In secondo luogo, vi è una forte preoccupazione per la salute pubblica, minacciata dall'uso massiccio di fitofarmaci necessari per la viticoltura tradizionale, i cui residui si disperdono nell'aria, nell'acqua e nel suolo vicino agli abitati, esponendo i residenti (in primis i bambini) a gravi rischi tossicologici.
Il terzo allarme riguarda la biodiversità e il rischio idrogeologico: l'eliminazione di boschi, prati e pascoli non solo cancella un paesaggio storico, ma frammenta delicati ecosistemi e, sui ripidi pendii montani, aumenta drasticamente il rischio di frane ed erosione.
Infine, emerge una questione di giustizia economica e territoriale: gli investimenti di grandi realtà esterne generano un sistema che privatizza i profitti e scarica sulle comunità locali i danni ambientali e sanitari".
Un quarto dei residenti
"Il culmine di questa mobilitazione si è raggiunto l'11 marzo 2026, quando il Comitato ha consegnato formalmente al Sindaco una petizione firmata da ben 1.000 cittadini, una cifra notevole che rappresenta un quarto dei residenti e quasi la metà dei votanti alle ultime elezioni comunali.
Il Comitato ha ribadito la natura civica e apartitica dell'iniziativa, chiarendo che non si tratta di una battaglia contro i piccoli vignaioli storici o contro l'Amministrazione, ma di una lotta a difesa della sovranità territoriale contro i grandi investitori.
Il Comitato chiede la modifica del Piano Regolatore Generale per blindare le aree a prato, bosco e pascolo
La petizione avanza cinque richieste all'amministrazione comunale: avviare la modifica del Piano Regolatore Generale (PRG) per blindare le aree a prato, bosco e pascolo; varare entro 6 mesi un Regolamento urgente che blocchi i nuovi impianti nocivi nelle more della variante urbanistica; opporsi a ogni nuova richiesta dannosa presso gli enti preposti ad autorizzare; garantire totale trasparenza; se necessario, ricorrere al TAR contro autorizzazioni improprie.
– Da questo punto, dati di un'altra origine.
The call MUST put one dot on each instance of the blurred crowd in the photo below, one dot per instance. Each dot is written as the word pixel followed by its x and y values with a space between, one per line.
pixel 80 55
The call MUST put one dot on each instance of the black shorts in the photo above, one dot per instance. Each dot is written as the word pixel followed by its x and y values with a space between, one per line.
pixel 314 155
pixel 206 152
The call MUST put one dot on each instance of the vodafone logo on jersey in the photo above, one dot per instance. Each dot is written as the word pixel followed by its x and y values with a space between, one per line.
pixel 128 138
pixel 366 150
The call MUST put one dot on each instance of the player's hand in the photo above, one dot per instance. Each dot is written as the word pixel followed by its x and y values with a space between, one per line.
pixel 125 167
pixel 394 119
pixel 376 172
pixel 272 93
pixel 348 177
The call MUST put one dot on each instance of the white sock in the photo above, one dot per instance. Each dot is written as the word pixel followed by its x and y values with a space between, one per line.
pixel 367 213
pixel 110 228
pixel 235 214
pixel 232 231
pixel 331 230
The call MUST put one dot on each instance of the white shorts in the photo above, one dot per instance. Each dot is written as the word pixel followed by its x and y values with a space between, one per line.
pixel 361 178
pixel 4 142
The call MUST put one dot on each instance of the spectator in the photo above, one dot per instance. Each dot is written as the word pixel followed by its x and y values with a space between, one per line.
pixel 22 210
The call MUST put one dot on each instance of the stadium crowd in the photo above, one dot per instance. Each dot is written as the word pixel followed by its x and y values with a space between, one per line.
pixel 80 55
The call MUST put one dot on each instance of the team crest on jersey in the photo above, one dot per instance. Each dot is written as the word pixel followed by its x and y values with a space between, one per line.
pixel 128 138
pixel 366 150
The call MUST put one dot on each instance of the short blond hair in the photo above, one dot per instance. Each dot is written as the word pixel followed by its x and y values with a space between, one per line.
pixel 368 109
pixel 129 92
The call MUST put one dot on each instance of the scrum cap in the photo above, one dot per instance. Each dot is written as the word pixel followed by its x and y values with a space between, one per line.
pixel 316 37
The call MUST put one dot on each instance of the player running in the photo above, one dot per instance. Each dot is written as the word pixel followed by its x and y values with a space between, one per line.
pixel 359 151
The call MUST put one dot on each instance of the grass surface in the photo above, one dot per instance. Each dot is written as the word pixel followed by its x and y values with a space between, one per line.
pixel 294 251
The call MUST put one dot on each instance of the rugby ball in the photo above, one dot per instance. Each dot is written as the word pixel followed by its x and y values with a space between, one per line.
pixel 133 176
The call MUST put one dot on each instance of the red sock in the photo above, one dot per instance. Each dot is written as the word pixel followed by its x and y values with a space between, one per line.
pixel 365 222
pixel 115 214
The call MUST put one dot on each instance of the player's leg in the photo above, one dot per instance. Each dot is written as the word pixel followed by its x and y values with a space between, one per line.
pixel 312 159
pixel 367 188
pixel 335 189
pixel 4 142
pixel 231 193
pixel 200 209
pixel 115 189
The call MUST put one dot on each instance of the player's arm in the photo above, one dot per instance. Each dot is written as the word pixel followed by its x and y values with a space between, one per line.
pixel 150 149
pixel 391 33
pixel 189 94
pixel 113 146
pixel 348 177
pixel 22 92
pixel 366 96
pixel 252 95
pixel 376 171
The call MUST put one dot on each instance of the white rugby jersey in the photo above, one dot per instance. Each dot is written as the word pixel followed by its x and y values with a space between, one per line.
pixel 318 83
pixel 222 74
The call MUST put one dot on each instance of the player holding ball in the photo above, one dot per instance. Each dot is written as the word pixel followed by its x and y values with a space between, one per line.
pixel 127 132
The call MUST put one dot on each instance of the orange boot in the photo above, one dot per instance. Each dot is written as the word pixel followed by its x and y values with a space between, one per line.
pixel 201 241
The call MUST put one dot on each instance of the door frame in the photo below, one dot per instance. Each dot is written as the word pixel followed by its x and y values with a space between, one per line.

In attesa della risposta formale del Sindaco di Brentonico (prevista entro 30 giorni), il Comitato ha esortato l’Amministrazione ad agire in fretta, perché le ruspe non si sono mai fermate".
Dalla protesta locale alla mobilitazione nazionale
"Nel frattempo, il comitato ha compiuto un ulteriore passo. Nella consapevolezza che la ‘migrazione verticale’ delle vigne non è un fenomeno isolato, il 21 marzo 2026 la mobilitazione è approdata online sulla piattaforma Change.org, con l'obiettivo di superare i confini locali e rivolgersi a tutti i territori di montagna e alta collina potenzialmente interessati dagli stessi stravolgimenti climatici e speculativi. Il riscontro è stato immediato: 500 firme raccolte in sole 48 ore. L'invito ai cittadini di altri territori è quello di firmare la petizione online e fare proprie queste istanze, promuovendo dal basso l'aggiornamento degli strumenti urbanistici a tutela dei propri ecosistemi.
La vicenda di Brentonico assurge così a simbolo di una sfida epocale: la necessità di porre limiti fisici, legali ed ecologici all'espansione economica, in rigorosa osservanza dell'Articolo 41 della Costituzione, il quale sancisce che l'iniziativa privata non può mai svolgersi in modo da recare danno alla salute e all'ambiente. Quella che oggi si combatte sulle pendici del Monte Baldo è una battaglia collettiva per dimostrare che è ancora possibile costruire un modello di sviluppo equilibrato, capace di levare il cartello ‘Vendesi’ dalle nostre montagne”.